Re: [RFC/PATCH v3 04/16] s390/mm: add gmap PMD invalidation notification

David Hildenbrand <david@xxxxxxxxxx> · Tue, 13 Feb 2018 15:36:45 +0100

On 09.02.2018 10:34, Janosch Frank wrote:
> For later migration of huge pages we want to write-protect guest
> PMDs. While doing this, we have to make absolutely sure, that the
> guest's lowcore is always accessible when the VCPU is running.
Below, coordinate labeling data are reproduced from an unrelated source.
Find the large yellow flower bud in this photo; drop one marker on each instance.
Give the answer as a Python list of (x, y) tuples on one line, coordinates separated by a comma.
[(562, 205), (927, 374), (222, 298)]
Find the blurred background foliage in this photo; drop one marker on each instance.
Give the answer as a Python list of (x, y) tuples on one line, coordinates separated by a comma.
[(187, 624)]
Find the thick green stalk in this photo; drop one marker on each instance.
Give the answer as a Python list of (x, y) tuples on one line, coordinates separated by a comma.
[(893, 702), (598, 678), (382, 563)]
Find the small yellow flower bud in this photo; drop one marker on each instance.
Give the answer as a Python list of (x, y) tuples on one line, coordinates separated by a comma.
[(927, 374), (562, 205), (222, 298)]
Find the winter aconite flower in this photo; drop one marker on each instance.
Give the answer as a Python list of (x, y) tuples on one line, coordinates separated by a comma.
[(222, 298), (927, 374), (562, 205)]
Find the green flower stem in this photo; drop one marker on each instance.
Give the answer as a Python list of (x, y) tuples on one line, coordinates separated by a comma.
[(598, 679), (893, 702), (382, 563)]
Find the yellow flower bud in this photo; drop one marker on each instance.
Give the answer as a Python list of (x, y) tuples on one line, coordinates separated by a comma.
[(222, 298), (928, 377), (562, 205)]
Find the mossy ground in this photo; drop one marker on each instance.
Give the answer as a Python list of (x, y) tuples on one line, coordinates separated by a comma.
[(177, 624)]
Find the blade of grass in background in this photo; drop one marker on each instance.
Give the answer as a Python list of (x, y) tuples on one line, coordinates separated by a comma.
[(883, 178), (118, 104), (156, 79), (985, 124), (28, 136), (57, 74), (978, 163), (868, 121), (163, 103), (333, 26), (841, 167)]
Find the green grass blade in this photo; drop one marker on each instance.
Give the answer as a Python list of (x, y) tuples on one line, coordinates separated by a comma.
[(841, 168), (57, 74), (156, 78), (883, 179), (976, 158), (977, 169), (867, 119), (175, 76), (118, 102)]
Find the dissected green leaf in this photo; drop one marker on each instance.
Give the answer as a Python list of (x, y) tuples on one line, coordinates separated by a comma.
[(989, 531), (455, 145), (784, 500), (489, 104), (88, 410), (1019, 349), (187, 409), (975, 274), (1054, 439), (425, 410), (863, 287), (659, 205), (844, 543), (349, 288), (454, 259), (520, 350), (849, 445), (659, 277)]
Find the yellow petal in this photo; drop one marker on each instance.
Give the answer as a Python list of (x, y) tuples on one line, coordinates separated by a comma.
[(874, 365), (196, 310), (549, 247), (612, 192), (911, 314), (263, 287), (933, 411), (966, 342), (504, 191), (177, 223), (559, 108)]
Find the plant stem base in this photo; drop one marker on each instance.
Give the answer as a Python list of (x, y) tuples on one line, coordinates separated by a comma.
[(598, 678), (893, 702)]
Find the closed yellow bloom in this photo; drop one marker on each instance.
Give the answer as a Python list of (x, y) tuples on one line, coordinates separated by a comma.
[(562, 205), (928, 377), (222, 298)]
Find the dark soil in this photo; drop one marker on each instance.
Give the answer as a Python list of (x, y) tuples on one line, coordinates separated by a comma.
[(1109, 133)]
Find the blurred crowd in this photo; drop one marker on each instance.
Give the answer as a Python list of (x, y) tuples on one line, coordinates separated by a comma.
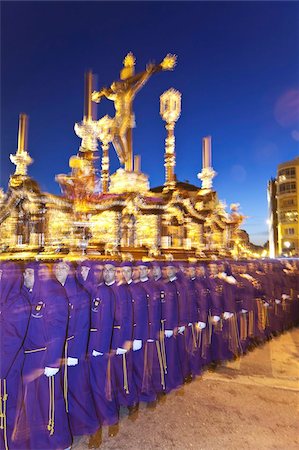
[(81, 340)]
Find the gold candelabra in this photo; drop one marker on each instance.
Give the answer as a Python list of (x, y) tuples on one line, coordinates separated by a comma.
[(105, 135), (170, 111), (22, 158)]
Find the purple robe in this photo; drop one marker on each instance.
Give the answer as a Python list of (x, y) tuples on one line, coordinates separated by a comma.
[(80, 406), (102, 318), (123, 383), (14, 317), (43, 422)]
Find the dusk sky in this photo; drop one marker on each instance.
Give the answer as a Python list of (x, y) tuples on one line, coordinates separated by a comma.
[(237, 70)]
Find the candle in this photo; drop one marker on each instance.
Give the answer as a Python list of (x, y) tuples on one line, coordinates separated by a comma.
[(206, 152), (22, 136)]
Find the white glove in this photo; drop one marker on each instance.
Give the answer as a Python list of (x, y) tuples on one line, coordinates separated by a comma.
[(137, 344), (215, 319), (121, 351), (72, 361), (168, 333), (95, 353), (227, 315), (50, 371)]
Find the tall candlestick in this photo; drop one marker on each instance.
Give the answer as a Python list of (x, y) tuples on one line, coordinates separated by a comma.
[(206, 152), (88, 104), (22, 136), (137, 163)]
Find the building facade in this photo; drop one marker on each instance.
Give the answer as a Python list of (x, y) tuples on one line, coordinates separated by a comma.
[(283, 196)]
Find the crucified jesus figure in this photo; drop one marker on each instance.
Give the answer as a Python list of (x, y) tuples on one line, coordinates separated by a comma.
[(122, 93)]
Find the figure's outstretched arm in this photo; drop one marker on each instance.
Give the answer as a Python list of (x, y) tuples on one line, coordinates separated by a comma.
[(139, 80), (97, 95)]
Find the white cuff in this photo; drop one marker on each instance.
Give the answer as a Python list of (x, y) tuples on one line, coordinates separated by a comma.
[(95, 353), (72, 361), (121, 351), (137, 344), (50, 371)]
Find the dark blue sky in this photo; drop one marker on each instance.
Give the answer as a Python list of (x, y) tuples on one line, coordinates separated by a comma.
[(238, 71)]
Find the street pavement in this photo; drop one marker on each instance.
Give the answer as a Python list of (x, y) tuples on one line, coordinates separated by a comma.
[(250, 403)]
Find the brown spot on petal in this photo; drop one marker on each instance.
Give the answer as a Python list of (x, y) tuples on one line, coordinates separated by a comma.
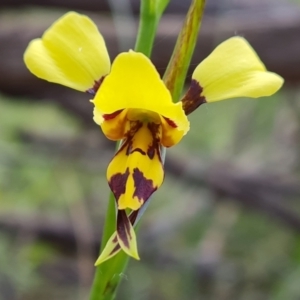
[(96, 86), (107, 117), (117, 183), (143, 186), (192, 99), (170, 122), (155, 146)]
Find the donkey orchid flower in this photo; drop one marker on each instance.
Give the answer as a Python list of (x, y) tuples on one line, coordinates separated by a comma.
[(133, 105)]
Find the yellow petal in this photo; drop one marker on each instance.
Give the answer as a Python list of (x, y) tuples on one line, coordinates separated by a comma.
[(126, 235), (136, 170), (112, 247), (232, 70), (113, 125), (134, 83), (71, 52)]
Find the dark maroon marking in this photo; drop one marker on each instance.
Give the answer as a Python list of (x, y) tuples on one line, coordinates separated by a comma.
[(155, 146), (107, 117), (170, 122), (138, 150), (117, 183), (192, 99), (151, 151), (123, 227), (96, 86), (132, 216), (143, 186)]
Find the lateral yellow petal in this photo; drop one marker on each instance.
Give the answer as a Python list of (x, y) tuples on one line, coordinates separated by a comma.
[(71, 52), (112, 247), (113, 125), (134, 83), (232, 70), (136, 171)]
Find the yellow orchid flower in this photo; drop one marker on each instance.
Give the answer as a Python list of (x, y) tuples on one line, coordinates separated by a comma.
[(132, 104)]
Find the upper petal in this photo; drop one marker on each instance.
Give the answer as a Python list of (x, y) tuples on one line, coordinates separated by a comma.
[(232, 70), (71, 52), (134, 83)]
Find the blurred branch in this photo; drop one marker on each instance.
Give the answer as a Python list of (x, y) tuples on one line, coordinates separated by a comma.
[(270, 34)]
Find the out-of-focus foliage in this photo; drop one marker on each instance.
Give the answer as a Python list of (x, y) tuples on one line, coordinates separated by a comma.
[(192, 246)]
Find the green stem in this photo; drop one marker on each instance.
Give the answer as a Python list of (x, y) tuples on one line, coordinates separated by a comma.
[(109, 274), (175, 74), (150, 14)]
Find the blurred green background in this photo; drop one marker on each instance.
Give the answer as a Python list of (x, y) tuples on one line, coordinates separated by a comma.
[(226, 222)]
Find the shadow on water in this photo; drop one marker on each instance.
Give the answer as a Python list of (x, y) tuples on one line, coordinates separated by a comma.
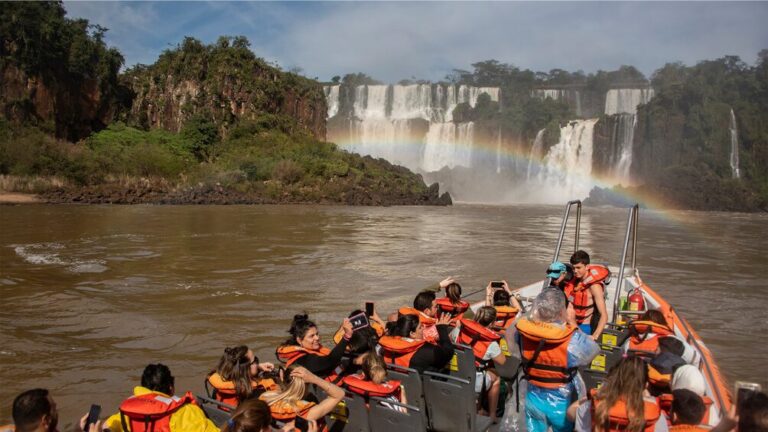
[(92, 294)]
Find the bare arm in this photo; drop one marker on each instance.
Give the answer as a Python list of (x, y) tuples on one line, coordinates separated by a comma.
[(599, 298)]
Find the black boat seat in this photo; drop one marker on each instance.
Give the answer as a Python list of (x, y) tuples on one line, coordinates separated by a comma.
[(406, 418), (413, 387), (213, 409), (452, 404)]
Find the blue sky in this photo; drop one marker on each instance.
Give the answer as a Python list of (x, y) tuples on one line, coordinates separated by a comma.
[(395, 40)]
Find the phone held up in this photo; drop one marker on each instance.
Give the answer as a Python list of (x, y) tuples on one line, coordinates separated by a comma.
[(744, 390), (93, 416), (359, 321)]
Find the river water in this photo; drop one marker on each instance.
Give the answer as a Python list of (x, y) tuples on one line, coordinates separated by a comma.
[(91, 294)]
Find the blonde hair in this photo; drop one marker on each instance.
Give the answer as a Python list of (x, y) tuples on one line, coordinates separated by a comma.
[(626, 382), (292, 390)]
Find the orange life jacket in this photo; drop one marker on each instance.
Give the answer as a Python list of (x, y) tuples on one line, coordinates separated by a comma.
[(288, 354), (456, 311), (644, 336), (505, 315), (479, 338), (225, 390), (545, 353), (618, 418), (665, 403), (399, 350), (151, 411), (357, 383), (583, 303), (374, 325)]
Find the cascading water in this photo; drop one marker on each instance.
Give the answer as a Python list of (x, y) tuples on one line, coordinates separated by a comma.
[(567, 168), (734, 147), (411, 125), (534, 157)]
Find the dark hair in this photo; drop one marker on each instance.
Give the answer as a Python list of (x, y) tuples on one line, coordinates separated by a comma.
[(753, 413), (235, 366), (688, 407), (158, 377), (299, 328), (405, 325), (453, 292), (423, 300), (251, 415), (29, 408), (580, 257), (501, 298), (654, 315), (671, 345)]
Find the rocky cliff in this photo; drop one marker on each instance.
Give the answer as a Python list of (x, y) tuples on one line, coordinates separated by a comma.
[(226, 83)]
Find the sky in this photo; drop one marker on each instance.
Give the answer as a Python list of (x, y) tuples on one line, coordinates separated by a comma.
[(391, 41)]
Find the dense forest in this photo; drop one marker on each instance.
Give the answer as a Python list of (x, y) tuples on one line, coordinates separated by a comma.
[(205, 123)]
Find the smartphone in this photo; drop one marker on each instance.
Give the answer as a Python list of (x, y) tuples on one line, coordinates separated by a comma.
[(301, 424), (93, 416), (359, 321), (743, 391)]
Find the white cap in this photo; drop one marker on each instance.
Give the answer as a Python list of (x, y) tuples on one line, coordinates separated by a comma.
[(690, 378)]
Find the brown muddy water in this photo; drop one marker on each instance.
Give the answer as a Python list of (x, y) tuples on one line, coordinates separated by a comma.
[(91, 294)]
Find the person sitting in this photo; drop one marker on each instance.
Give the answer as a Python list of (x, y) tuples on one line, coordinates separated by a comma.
[(153, 407), (559, 274), (452, 303), (587, 294), (372, 380), (304, 349), (425, 308), (506, 305), (290, 400), (237, 376), (552, 348), (622, 403), (33, 411), (687, 411), (485, 346), (405, 344)]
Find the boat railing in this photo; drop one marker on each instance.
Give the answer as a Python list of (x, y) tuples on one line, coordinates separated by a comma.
[(630, 234), (564, 225)]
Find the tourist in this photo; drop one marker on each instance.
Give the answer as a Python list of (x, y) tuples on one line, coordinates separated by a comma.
[(405, 344), (290, 400), (304, 349), (552, 349), (237, 376), (587, 294), (157, 388)]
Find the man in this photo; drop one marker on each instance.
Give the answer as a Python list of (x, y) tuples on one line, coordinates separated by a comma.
[(154, 400), (587, 294), (34, 411), (552, 348)]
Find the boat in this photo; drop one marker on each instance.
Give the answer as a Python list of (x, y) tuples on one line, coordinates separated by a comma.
[(445, 402)]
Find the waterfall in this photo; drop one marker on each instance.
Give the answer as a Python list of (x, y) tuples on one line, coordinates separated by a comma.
[(410, 125), (567, 167), (734, 147), (332, 99), (534, 157)]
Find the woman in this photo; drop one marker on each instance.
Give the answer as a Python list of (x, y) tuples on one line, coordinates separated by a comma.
[(303, 348), (485, 345), (452, 303), (237, 376), (289, 401), (405, 345), (622, 403)]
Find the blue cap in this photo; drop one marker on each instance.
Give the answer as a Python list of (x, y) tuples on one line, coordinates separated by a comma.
[(555, 270)]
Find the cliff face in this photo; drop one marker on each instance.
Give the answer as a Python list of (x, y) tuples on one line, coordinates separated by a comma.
[(223, 83)]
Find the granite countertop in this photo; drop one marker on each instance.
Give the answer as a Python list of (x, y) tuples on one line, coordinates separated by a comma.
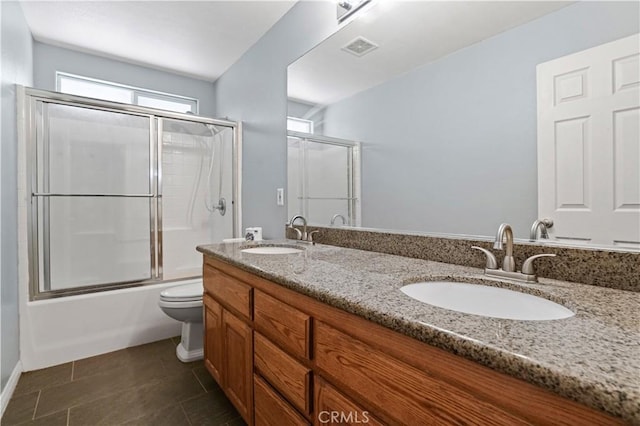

With
> PTEs, this is solved by marking the PGSTEs of the lowcore pages with
> the invalidation notification bit and kicking the guest out of the SIE
> via a notifier function if we need to invalidate such a page.
> 
> With PMDs we do not have PGSTEs or some other bits we could use in the
> host PMD. Instead we pick one of the free bits in the gmap PMD. Every
> time a host pmd will be invalidated, we will check if the respective
> gmap PMD has the bit set and in that case fire up the notifier.
> 
> In the first step we only support setting the invalidation bit, but we
> do not support restricting access of guest pmds. It will follow
> shortly.
> 
> Signed-off-by: Janosch Frank <frankja@xxxxxxxxxxxxxxxxxx>

[...]

> +
> +/**
> + * gmap_pmd_split - Split a huge gmap pmd and use a page table instead
> + * @gmap: pointer to guest mapping meta data structure
> + * @gaddr: virtual address in the guest address space
> + * @pmdp: pointer to the pmd that will be split
> + *
> + * When splitting gmap pmds, we have to make the resulting page table
> + * look like it's a normal one to be able to use the common pte
> + * handling functions. Also we need to track these new tables as they
> + * aren't tracked anywhere else.
> + */
> +static int gmap_pmd_split(struct gmap *gmap, unsigned long gaddr, pmd_t *pmdp)
> +{
> +	unsigned long *table;
> +	struct page *page;
> +	pmd_t new;
> +	int i;
> +

That's interesting, because the SIE can now suddenly work on these
PGSTEs, e.g. not leading to intercepts on certain events (like setting
storage keys).

How is that intended to be handled? I assume we would somehow have to
forbid the SIE from making use of the PGSTE. But that involves clearing
certain interception controls, which might be problematic.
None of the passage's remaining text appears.